After breakfast our first morning I couldn't wait to get to the beach; I must have believed you would be there, for I'd heard the way people talked about it all the time, the ocean, the ocean, as though it were the point of everything. But two men were playing jarts in the gravel parking lot of the Pancake Shack, which we had to cross to reach the path down to the water. Be careful, those are young men, my father said, as though that alone made the men suspicious, but they didn't look young to me—they were big men with long hair, far away and barely moving, and I had to get to you. Watch it, don't run across there, my mother said, jerking her arm out, but some kind of dark light shot through me and I got under it and ran. For a moment everything whirled whitely around me—I won!—but then something hit my head, hard, knocked me down.
Then the grown-ups were around me again, this time less sympathetic than they'd been on the small plane, saying Stop screaming, stop screaming, and my hands were pried away from my eyes, and the first thing I saw was my mother comforting the young men, who appeared devastated. I'm sorry, I'm sorry, they kept saying, kicking at the ground as though they were angry at the rocks and pebbles. What were they so upset about? I wondered.
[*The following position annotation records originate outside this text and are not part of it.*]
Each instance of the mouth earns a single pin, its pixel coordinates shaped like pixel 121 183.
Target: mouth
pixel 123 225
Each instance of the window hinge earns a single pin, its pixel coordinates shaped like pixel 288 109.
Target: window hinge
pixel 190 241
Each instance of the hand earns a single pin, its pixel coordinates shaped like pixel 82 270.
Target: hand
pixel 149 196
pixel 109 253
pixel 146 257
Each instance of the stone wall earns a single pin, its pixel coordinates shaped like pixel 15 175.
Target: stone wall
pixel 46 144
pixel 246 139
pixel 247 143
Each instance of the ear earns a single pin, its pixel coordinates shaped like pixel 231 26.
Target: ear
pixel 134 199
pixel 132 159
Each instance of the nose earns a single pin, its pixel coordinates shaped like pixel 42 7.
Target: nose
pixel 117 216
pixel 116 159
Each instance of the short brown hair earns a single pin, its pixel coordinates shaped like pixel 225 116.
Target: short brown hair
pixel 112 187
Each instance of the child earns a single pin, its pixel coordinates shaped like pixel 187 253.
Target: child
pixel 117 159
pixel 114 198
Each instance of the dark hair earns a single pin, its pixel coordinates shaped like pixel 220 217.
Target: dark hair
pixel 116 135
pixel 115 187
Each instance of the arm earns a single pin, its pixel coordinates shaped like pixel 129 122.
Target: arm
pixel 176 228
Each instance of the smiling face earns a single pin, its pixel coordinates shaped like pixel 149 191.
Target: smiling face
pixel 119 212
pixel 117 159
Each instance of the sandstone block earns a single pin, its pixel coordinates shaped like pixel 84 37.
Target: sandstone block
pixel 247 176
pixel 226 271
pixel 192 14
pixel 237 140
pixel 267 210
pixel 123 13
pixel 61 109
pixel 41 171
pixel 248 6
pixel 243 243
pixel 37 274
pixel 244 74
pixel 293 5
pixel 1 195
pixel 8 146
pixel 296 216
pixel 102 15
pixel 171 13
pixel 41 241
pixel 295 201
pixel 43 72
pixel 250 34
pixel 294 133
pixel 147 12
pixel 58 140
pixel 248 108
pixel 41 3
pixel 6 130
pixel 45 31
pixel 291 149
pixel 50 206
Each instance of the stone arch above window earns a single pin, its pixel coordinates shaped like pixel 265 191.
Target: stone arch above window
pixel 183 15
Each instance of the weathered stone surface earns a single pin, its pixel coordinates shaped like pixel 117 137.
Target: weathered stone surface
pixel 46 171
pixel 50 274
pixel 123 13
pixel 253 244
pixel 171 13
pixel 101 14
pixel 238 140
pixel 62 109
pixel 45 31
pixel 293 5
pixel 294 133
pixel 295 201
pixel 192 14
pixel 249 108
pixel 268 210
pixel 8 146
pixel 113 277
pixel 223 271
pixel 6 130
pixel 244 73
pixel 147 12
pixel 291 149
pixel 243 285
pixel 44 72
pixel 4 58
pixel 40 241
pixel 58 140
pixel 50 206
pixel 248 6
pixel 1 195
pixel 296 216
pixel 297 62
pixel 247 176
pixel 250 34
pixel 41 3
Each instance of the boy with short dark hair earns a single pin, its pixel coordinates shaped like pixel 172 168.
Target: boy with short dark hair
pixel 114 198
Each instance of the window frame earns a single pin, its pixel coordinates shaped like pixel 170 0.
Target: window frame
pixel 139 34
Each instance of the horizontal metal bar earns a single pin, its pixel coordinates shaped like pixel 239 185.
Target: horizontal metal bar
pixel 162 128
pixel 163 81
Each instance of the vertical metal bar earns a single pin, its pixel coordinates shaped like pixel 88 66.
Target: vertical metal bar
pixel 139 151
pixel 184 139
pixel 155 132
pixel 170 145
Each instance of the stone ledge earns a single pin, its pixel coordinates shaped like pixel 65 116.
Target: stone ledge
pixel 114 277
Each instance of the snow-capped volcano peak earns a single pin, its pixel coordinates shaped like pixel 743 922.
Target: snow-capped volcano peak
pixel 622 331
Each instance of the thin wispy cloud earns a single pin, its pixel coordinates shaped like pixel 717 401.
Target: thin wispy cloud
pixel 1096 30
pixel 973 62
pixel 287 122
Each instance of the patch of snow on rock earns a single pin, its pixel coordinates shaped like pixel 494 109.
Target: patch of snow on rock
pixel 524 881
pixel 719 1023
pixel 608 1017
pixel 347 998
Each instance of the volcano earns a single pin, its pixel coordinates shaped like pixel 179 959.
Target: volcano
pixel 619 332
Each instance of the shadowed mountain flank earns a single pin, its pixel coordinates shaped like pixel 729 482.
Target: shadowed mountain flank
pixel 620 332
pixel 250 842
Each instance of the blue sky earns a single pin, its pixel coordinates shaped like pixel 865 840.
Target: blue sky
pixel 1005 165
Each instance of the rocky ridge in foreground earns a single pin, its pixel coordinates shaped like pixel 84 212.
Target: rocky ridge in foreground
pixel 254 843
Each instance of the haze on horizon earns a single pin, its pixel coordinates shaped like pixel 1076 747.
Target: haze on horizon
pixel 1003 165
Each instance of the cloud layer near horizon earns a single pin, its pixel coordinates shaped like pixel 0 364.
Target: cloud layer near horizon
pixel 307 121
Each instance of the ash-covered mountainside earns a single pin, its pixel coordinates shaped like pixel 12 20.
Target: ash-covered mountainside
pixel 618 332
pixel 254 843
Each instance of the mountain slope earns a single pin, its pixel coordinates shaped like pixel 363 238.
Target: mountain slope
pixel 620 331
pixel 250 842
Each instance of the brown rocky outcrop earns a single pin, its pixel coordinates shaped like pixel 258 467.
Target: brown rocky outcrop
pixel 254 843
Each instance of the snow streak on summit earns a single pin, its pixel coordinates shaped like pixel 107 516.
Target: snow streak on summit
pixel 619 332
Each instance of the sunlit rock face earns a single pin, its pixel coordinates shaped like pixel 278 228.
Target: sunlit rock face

They didn't even know me. My father had me by the shoulder, his face larger and closer than I'd ever seen it before as he poked at the place between my eyes with the tip of his index finger. It hurts! I cried. Then stand still for once! he snapped. I couldn't believe he was so angry—either angry or sad, I thought. My mother was just angry; she had her back turned and would talk only to the young men, not to us. She's lucky she's not blind, everyone was saying. Close call, they said. We returned to our room without speaking, as though we had been watching a play and now the play was over.
That afternoon we went not to the beach but to the motel pool, where they could watch me. I wore a butterfly-closure Band-Aid over the bridge of my nose, importantly, though I was disappointed that the closure in no way resembled a butterfly. Some other children were playing in the shallow end, fighting over an inflated purple sea monster, but they were of no concern to me—some of them were fat and looked as if they smelled, even in the clean blue water, and the sea monster didn't even look real. It was smiling. So I took my raft to the deep end and played alone, whispering to myself as usual, and when the wave or whatever it was came up, I went under silently. One moment I was on top, the canvas firm and bouncy beneath me, the world around me hot and dry and sparkly with noise and light, and the next moment the ropes were sliding through my fingers, leaving me, everything fleeting again, and I grabbed but there was nothing to grab, no raft, no ropes, only the warm shapeless air—you weren't there yet. Then I hit the wall of cold and everything went blue, time and noise stopped, and I knew to hold my breath, but something was getting inside me, and this time I really couldn't hold on, couldn't hold on another second.